Protein transfer to membranes upon shape deformation
Sagis, L.M.C. ; Bijl, E. ; Antono, L. ; Ruijter, N.C.A. de; Valenberg, H.J.F. van - \ 2013
The European Physical Journal. Special Topics 222 (2013)1. - ISSN 1951-6355 - p. 61 - 71.
blood-cell deformability - in-water emulsions - fat globule size - interfacial permeability - flow - drops - milk - dissolution - infections - adsorption
Red blood cells, milk fat droplets, or liposomes all have interfaces consisting of lipid membranes. These particles show significant shape deformations as a result of flow. Here we show that these shape deformations can induce adsorption of proteins to the membrane.
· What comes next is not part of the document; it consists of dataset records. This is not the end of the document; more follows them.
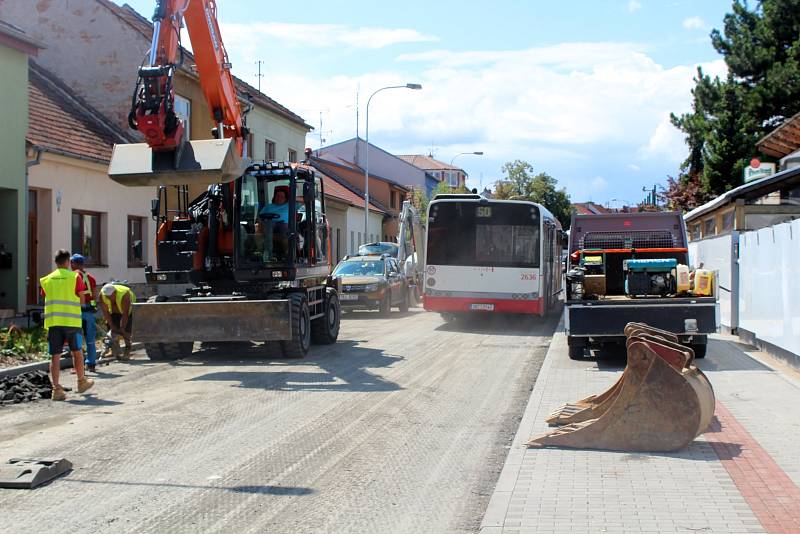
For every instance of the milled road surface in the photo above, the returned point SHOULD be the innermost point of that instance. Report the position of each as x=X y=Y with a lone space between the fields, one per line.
x=402 y=426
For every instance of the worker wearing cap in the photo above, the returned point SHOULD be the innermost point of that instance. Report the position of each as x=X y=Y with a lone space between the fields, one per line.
x=116 y=303
x=88 y=310
x=63 y=290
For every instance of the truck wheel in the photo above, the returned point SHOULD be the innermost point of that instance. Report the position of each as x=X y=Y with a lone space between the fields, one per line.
x=699 y=350
x=576 y=348
x=386 y=305
x=325 y=330
x=160 y=352
x=298 y=346
x=404 y=303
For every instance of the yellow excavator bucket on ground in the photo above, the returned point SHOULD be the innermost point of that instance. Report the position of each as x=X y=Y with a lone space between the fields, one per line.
x=206 y=161
x=661 y=403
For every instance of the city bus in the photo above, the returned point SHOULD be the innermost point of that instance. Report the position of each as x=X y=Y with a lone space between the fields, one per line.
x=491 y=256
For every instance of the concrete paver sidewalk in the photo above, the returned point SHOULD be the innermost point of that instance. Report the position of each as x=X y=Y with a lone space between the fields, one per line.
x=742 y=476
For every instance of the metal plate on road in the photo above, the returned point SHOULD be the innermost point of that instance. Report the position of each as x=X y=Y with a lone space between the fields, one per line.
x=234 y=320
x=27 y=473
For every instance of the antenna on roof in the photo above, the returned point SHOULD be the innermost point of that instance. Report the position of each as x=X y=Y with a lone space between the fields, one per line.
x=259 y=75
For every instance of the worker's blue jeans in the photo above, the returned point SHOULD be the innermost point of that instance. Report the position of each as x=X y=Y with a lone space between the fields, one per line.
x=89 y=332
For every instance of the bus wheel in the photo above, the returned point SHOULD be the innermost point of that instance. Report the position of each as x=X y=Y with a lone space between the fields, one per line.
x=404 y=302
x=576 y=348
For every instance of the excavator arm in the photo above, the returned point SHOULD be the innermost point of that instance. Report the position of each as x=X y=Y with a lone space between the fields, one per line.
x=166 y=158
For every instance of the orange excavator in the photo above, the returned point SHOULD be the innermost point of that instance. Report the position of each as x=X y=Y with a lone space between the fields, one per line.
x=253 y=250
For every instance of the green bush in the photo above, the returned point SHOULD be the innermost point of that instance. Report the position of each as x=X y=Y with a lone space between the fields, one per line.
x=23 y=343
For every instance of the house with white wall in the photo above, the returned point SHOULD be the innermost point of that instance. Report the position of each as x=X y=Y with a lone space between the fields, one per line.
x=72 y=203
x=381 y=163
x=443 y=172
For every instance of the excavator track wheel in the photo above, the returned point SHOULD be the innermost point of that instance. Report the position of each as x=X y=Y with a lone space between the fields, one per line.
x=404 y=304
x=325 y=330
x=168 y=351
x=298 y=346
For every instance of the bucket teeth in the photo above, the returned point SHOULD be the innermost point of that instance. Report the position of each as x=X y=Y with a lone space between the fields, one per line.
x=660 y=403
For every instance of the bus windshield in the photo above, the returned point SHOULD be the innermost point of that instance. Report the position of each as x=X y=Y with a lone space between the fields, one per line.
x=359 y=268
x=492 y=235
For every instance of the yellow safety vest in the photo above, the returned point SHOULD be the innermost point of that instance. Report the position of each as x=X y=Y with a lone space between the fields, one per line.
x=62 y=307
x=85 y=277
x=120 y=294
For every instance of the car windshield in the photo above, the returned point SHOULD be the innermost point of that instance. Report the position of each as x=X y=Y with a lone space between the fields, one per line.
x=359 y=268
x=379 y=248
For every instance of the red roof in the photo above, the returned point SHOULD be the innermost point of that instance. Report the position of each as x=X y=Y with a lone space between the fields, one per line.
x=59 y=121
x=145 y=27
x=428 y=163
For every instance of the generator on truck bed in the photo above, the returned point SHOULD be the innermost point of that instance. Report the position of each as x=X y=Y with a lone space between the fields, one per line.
x=254 y=248
x=632 y=267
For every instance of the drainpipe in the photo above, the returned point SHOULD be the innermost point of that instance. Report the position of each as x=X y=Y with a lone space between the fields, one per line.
x=28 y=164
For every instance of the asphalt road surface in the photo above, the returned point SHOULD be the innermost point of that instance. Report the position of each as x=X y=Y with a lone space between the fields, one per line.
x=402 y=426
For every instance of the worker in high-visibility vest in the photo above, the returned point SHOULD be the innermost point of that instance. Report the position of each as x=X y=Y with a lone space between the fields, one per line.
x=63 y=293
x=116 y=303
x=88 y=310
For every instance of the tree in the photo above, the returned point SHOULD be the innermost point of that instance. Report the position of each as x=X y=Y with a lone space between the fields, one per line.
x=761 y=48
x=731 y=141
x=684 y=195
x=541 y=188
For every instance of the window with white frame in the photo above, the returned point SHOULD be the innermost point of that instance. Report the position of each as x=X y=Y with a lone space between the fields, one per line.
x=183 y=109
x=269 y=150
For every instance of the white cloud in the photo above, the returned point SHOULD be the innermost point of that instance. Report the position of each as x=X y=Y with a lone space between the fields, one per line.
x=694 y=23
x=564 y=106
x=665 y=142
x=598 y=184
x=254 y=36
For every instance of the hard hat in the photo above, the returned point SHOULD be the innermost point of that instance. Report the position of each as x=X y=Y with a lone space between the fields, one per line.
x=108 y=290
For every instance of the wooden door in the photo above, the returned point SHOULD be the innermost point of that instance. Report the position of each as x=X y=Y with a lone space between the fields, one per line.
x=33 y=281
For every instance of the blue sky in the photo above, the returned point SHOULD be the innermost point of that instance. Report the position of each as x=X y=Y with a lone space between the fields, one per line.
x=581 y=89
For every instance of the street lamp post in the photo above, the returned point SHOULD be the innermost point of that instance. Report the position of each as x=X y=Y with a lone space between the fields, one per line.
x=414 y=86
x=476 y=153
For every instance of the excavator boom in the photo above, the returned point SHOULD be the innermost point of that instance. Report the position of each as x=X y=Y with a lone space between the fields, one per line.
x=167 y=158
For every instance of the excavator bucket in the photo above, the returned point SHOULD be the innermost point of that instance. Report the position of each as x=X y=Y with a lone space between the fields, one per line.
x=206 y=161
x=660 y=403
x=223 y=320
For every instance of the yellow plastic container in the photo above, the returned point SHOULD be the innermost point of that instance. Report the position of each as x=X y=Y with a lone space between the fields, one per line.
x=684 y=282
x=703 y=283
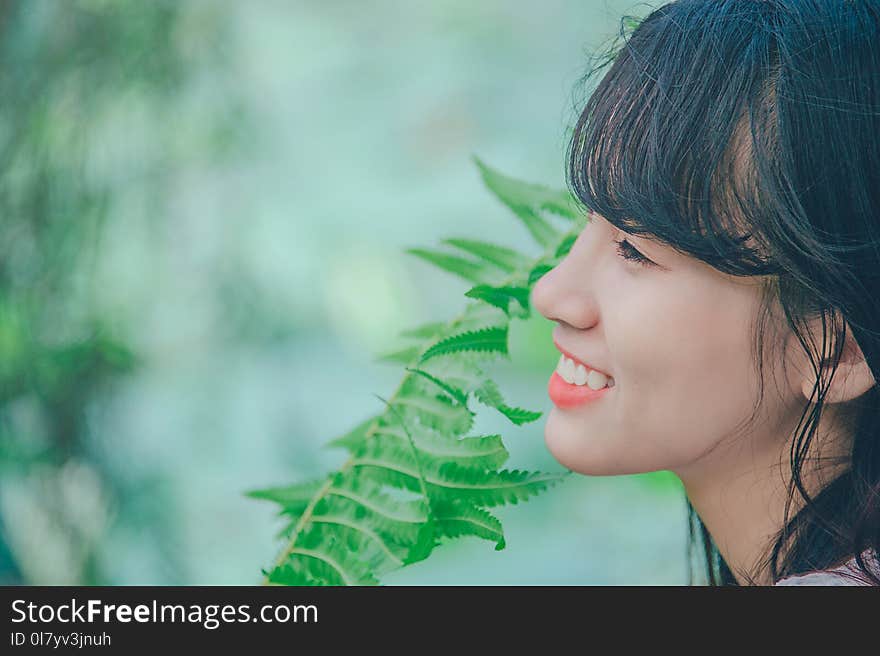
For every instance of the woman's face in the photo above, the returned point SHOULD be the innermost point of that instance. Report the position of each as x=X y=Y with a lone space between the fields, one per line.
x=676 y=340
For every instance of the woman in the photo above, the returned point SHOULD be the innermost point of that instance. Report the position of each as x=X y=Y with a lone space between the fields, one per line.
x=726 y=288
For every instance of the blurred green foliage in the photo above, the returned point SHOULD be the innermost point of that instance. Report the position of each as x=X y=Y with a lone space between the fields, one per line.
x=69 y=72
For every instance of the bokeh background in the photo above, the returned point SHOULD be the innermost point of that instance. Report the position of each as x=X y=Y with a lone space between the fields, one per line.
x=204 y=206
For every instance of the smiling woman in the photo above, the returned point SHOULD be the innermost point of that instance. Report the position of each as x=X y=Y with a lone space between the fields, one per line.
x=729 y=281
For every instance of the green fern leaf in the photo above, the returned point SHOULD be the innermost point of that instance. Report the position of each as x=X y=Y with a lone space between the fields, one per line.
x=488 y=340
x=477 y=451
x=425 y=331
x=519 y=416
x=353 y=438
x=488 y=488
x=438 y=412
x=368 y=493
x=464 y=268
x=536 y=273
x=489 y=395
x=423 y=545
x=457 y=518
x=506 y=259
x=453 y=391
x=326 y=560
x=413 y=478
x=528 y=200
x=500 y=297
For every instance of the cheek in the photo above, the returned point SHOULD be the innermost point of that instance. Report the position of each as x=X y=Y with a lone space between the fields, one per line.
x=686 y=373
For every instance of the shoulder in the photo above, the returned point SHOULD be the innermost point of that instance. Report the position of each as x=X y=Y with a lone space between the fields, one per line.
x=847 y=574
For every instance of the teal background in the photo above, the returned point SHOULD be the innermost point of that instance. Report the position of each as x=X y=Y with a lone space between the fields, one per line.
x=230 y=188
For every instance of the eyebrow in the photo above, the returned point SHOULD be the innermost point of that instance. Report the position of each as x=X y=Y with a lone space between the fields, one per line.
x=652 y=245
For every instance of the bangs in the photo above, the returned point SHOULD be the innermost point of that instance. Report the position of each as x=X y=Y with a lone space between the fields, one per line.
x=681 y=133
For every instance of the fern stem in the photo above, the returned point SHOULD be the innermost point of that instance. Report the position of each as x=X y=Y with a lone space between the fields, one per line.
x=376 y=538
x=314 y=554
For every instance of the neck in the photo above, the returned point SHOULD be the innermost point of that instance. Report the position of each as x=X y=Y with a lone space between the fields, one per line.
x=740 y=489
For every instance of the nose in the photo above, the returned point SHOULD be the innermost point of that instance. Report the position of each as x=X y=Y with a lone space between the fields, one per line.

Red blood cell deformability is an important factor in several diseases involving obstructions of the microcirculatory system, and deformation induced protein adsorption will alter the rigidity of their membranes. Deformation induced protein transfer will also affect adsorption of cells onto implant surfaces, and the performance of liposome based controlled release systems. Quantitative models describing this phenomenon in biomaterials do not exist. Using a simple quantitative model, we provide new insight in this phenomenon. We present data that show convincingly that for cells or droplets with diameters upwards of a few micrometers, shape deformations induce adsorption of proteins at their interface even at moderate flow rates.